Particularmente interessa a penetração que teve a Rádio Nacional no que diz respeito à música popular brasileira. Ao lado de poderosas gravadoras de então, tais como Odeon, Columbia, Pharlophon e RCA Victor, ser divulgado ou não poderia ser o sucesso ou o fracasso de muitas carreiras. Não se pode esquecer, ainda, do cinema e de vários órgãos de imprensa, que faziam com o que cantor “ouvido” pudesse ser “visto” por todo o Brasil, corporificando a voz que já era transmitida por meio de discos e de programas radiofônicos.

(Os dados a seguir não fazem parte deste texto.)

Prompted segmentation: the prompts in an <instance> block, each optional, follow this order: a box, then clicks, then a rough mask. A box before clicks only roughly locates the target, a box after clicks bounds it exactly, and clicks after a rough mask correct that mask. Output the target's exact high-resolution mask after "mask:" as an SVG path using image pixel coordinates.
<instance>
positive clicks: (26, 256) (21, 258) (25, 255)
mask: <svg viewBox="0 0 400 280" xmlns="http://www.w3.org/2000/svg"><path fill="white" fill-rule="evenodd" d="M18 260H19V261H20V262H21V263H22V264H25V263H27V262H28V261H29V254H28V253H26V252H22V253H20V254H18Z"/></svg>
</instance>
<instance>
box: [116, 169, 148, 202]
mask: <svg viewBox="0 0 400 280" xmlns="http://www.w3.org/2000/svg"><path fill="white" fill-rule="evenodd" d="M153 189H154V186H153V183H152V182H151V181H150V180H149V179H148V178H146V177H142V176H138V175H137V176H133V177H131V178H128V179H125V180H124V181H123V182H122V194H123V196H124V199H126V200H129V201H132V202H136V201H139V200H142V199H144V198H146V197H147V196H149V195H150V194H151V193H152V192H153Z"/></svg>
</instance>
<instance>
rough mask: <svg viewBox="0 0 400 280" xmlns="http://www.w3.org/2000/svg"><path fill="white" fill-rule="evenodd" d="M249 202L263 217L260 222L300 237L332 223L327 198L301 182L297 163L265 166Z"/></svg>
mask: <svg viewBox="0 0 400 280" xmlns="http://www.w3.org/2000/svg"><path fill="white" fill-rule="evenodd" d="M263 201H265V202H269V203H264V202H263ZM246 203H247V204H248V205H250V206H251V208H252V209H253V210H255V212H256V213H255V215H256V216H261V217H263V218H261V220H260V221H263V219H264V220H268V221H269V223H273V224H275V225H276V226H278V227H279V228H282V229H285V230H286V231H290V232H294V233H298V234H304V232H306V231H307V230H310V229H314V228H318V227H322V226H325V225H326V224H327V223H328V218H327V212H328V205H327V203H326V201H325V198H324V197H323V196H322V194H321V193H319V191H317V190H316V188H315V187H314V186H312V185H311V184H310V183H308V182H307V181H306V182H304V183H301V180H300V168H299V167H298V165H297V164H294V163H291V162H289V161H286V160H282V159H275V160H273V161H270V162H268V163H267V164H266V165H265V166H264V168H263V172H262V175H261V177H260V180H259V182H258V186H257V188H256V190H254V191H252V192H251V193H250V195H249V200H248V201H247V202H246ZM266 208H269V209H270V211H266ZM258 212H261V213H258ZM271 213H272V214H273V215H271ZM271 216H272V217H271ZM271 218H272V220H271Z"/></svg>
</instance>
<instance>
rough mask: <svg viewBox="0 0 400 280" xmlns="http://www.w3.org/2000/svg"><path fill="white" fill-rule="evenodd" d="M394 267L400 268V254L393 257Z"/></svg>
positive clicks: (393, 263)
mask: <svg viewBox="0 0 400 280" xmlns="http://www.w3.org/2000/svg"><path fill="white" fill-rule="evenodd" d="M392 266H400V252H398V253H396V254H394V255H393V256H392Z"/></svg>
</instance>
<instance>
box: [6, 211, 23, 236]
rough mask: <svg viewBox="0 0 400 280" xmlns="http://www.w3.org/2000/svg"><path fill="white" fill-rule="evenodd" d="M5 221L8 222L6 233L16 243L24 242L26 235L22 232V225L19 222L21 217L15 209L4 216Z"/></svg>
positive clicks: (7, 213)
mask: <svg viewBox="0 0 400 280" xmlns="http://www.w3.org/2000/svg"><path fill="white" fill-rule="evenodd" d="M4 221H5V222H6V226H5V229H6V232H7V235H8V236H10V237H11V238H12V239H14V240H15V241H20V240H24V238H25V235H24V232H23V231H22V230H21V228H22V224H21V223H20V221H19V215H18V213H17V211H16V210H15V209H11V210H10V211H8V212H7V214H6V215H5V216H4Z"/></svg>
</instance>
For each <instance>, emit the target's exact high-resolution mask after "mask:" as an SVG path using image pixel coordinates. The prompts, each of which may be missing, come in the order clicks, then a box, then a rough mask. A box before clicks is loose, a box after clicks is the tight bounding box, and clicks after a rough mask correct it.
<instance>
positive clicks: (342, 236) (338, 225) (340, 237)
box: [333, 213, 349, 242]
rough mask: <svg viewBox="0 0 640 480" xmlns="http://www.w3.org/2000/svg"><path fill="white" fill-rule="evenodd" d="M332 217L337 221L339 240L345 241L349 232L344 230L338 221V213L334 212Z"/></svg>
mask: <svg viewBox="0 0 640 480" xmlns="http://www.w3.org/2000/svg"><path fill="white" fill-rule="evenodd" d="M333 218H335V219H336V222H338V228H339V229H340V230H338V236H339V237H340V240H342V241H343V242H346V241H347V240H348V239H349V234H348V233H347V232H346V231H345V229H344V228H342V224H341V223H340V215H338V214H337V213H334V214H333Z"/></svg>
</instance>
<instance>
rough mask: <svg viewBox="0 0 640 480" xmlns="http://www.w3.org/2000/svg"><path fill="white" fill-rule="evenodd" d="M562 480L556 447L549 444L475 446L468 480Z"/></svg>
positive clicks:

Os fãs-clubes que então surgem são um reflexo popular e, organizados em pequenos grupos ou células, divulgavam material do ídolo, servindo como uma ponte interessante para as gravadoras e para o próprio intérprete, que, por essas agremiações, poderia ter exata noção da própria popularidade, servindo-se delas para a maior aquisição de seus discos. Essas entidades acompanhavam os seus ídolos em qualquer aparição pública. “O auditório da Rádio Nacional era o ponto de encontro preferido dos fãs, mesmo porque era ali, no palco da emissora, que estavam as vozes mais cobiçadas do momento”.

Sua Majestade, a Rainha do Rádio

A primeira cantora eleita Rainha do Rádio foi indicada por um colégio eleitoral formado por diretores e representantes da direção das emissoras presentes ao baile précarnavalesco. Na noite de 18 de fevereiro de 1936, Linda Batista (7) (1919-1988) recebeu o cetro e coroa do que seria o mais longo “reinado” do rádio.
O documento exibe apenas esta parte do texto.